4

3K 219 17
                                    

Kiedy tylko dostała nową umowę o pracę z działu kadr, od razu pobiegła do banku. „W końcu się udało!" krzyczała gdzieś w głębi siebie, podpisując umowę kredytową. Już dawno nie szło się jej tak dobrze do domu, jak dzisiaj.

„Ależ to będzie niespodzianka! - pomyślała. I Majka będzie mogła iść na zabieg. Może dzięki temu jej stan się polepszy?"
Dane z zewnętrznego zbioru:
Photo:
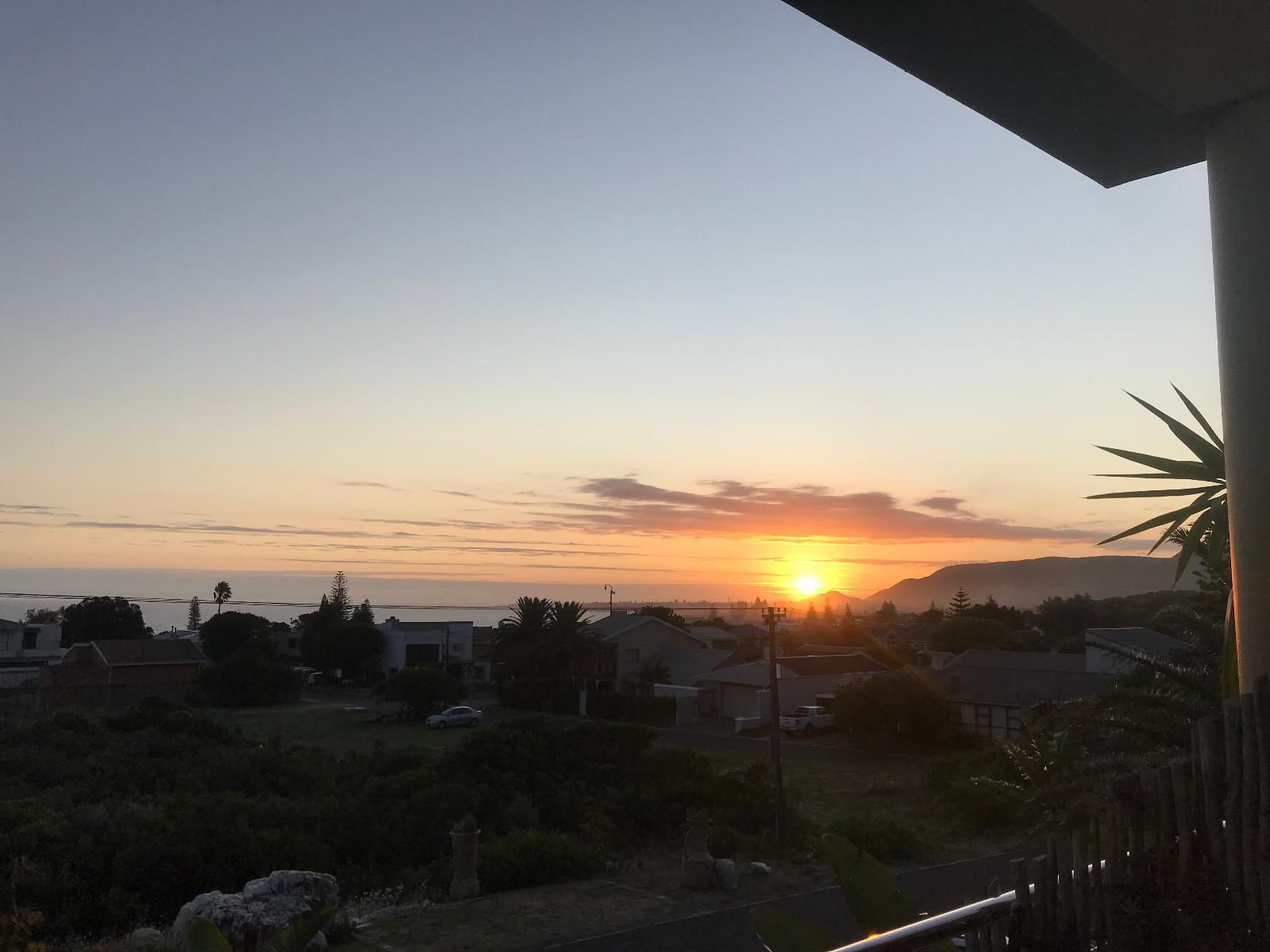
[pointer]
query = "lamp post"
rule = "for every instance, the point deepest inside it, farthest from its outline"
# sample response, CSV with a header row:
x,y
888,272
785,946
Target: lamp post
x,y
772,616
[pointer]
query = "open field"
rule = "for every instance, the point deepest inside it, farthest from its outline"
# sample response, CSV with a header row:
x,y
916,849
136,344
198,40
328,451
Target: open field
x,y
835,785
645,890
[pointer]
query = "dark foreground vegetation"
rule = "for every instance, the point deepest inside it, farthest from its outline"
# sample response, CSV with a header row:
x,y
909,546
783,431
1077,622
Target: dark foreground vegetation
x,y
124,819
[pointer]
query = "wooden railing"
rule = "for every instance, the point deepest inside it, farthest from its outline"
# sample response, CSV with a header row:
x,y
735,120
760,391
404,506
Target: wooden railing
x,y
1193,837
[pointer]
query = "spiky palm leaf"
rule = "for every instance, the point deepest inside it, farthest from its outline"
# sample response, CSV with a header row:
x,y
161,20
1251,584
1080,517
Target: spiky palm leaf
x,y
1208,469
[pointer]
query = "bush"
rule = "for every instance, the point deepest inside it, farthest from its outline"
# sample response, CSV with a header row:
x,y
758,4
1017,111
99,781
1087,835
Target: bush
x,y
633,708
248,678
548,697
421,689
901,704
535,858
882,837
965,784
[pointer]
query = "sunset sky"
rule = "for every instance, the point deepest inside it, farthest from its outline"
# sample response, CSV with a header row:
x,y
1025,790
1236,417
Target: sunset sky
x,y
690,298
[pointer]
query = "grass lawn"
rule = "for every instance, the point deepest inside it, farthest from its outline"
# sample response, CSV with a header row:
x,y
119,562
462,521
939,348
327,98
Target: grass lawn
x,y
645,890
831,790
324,723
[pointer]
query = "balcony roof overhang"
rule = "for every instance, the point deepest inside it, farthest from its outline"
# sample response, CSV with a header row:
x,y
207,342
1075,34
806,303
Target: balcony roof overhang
x,y
1117,89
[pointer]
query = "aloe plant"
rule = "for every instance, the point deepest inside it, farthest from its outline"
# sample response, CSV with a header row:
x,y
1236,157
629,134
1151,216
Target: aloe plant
x,y
1203,524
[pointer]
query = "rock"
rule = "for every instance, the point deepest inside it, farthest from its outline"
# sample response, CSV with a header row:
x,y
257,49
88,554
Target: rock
x,y
144,941
725,875
264,908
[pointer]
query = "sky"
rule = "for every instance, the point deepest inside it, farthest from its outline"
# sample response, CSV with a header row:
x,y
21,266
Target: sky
x,y
690,298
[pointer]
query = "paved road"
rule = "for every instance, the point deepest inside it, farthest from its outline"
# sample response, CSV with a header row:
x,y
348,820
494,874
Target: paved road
x,y
832,748
937,889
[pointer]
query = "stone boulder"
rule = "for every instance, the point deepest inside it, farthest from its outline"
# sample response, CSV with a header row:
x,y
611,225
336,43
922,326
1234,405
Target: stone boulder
x,y
264,908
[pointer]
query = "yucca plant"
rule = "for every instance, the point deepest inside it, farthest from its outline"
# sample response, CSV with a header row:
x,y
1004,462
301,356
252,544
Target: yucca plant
x,y
1202,526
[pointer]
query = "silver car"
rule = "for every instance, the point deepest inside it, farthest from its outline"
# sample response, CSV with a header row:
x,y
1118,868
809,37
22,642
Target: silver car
x,y
456,717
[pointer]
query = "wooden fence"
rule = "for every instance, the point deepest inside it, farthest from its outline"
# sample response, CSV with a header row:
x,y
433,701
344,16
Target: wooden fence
x,y
1180,860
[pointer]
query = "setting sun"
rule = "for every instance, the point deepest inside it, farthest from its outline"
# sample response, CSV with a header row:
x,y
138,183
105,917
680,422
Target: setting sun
x,y
806,584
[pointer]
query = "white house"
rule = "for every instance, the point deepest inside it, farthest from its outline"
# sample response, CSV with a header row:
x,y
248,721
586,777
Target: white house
x,y
743,689
410,644
1100,660
25,649
630,641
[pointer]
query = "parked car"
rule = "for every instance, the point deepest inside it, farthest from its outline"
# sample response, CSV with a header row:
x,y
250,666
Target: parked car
x,y
806,720
456,717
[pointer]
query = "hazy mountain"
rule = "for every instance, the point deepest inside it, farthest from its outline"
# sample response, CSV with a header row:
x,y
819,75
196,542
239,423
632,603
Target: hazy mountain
x,y
836,601
1029,582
Cały czas uśmiechała się do swoich myśli. Koleżanki z pracy dziwnie na nią patrzyły, ale ona postanowiła się tym nie przejmować. Nie była ciekawa ich myśli i fałszywych gratulacji, zwłaszcza od Wandy, która była pewna tego awansu. Na żadną z nich nigdy nie mogła liczyć w kwestii pomocy, więc dlaczego miałaby się teraz przejmować ich zawiedzionymi ambicjami.

„Nie będę się tym przejmować - powtarzała sobie. Nie będę roztrząsać tego, jak to osiągnęłam. Liczy się tylko zdrowie mojej siostry."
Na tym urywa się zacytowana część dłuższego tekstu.